Die Geschichte des Buchstabierwettbewerbs endet damit, dass Charlie Brown sich nach dem Gelächter der Mitschüler, einem Zornesausbruch vor der Lehrerin und einer Rüge des Direktors mit der Vorstellung tröstet, dass er Willie Mays, wenn er groß ist, einmal treffen wird und sie dann gemeinsam über alles lachen werden. Dazu ist es nicht gekommen, obwohl die Giants 1958 nach San Francisco umzogen und Schulz im gleichen Jahr von Minneapolis nach Kalifornien übersiedelte.
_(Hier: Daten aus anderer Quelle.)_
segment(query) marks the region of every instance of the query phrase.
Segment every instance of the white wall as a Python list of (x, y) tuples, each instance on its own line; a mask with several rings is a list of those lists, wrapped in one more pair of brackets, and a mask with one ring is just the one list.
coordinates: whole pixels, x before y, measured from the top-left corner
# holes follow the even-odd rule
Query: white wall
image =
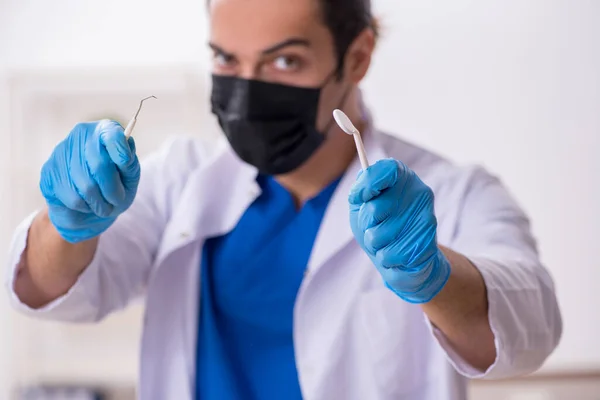
[[(505, 180), (565, 314), (549, 367), (600, 368), (600, 2), (375, 3), (384, 37), (365, 87), (380, 125)], [(204, 0), (5, 0), (0, 29), (12, 70), (201, 68), (207, 54)], [(0, 87), (0, 123), (1, 100)]]
[(384, 38), (366, 87), (379, 123), (504, 179), (564, 312), (548, 367), (600, 369), (600, 2), (376, 5)]

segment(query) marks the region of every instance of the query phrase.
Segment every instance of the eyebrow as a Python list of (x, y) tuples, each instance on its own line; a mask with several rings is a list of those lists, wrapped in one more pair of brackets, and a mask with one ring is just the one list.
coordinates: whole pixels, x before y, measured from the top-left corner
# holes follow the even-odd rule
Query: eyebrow
[[(223, 48), (221, 48), (220, 46), (218, 46), (214, 43), (209, 43), (208, 46), (217, 53), (220, 53), (220, 54), (223, 54), (226, 56), (233, 56), (233, 54), (225, 51)], [(276, 45), (273, 45), (271, 47), (264, 49), (261, 53), (263, 55), (269, 55), (269, 54), (276, 53), (279, 50), (282, 50), (282, 49), (284, 49), (286, 47), (290, 47), (290, 46), (310, 47), (310, 42), (306, 39), (290, 38), (290, 39), (284, 40), (283, 42), (277, 43)]]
Zu Weihnachten 1969 kaufte Charlie Brown für sich, Linus und Snoopy teure Karten für ein Benefizbankett mit berühmten Sportlern, zu dem neben der von Snoopy verehrten Eiskunstläuferin Peggy Fleming auch Willie Mays erscheinen sollte. Zu einer Begegnung kam es nicht, weil Charlie Brown und seine Begleiter an dem von ihnen vorbestellten Tisch vergeblich auf Joe Shlabotnik warteten.
Willie Mays ist am 18. Juni 2024 in Palo Alto gestorben. AAUGH!